The Day It Rained Indoors




Sunday night, I finally threw them in the dumpster.

It was a stack of books, coated with a film of sickly grey dust . . . mold that had been growing for more than two years. I had held on to them this long because, on the one hand, I needed to check which pieces of my collection were a dead loss so I could adjust my records, and on the other, I wasn’t eager to face the task. So they had stayed in storage until I could get around to it.

This unpleasantness goes back to late August 2009. I had lost my job the month before and was in the process of applying for unemployment benefits and looking for temp work.

And then our storage closet, on the top floor of the apartment building -- the seventh floor, mind you -- suffered a leak. The HVAC system for the supermarket on the ground floor broke down and leaked water into the roof, which seeped through the concrete and onto my stored boxes of books, photo albums, papers, compact discs, and videos.

You can see in this first photo how the moisture dripped down from the ceiling on the very top of a high stack of boxes, and smeared the label “Photos” on the top one on its way down to others below. It wasnt a flood, per se, but for mostly paper goods, it was enough, particularly since the cardboard absorbed the water and held it so it had plenty of time to seep into the contents of each box.

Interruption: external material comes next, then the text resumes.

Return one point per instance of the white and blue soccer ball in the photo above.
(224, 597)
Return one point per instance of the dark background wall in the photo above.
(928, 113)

In itself, the disaster was tough to take, but its timing was another punch in the ribs. In just a few days I was committed to leave on an expensive, packaged vacation Carole and I had planned for months. I had only a couple days to try to dry out my valuables, get some sense of the damage, put it all away somehow, and pack up and go (and trust that my stuff in the closet would not get rained on again when I was away and could do nothing about it!).


For the few days I had remaining, I pulled all the wet goods out and spread them along the end of the seventh floor hallway. (This photo does not depict all of it, by a long shot; you’re not seeing a lot of other books, the photo albums that took on water so that the prints stuck together face-to-face, my CDs, and my scrapbooks, about which you’ll hear in a moment, I took down to the apartment for special attention). Particularly damp music books and clothbound novels enjoyed a special place on the windowsill for the hot August sunshine.

The building manager assured me he would press the supermarket and its insurer to reimburse me for the damages if I could come up with a figure. That could wait until after my vacation was completed. Something extra special to look forward to when I got back home, along with drawing unemployment and job hunting, eh?

Fast forward to mid September. Many of the recent editions were easy to price. But many items were more challenging. What is a Leonard Nimoy autograph worth, especially in a program for his performance in a one-man show about Vincent Van Gogh, in which Nimoy played the painter’s brother Theo? Prying open the stuck pages resulted in tearing damage to the booklet.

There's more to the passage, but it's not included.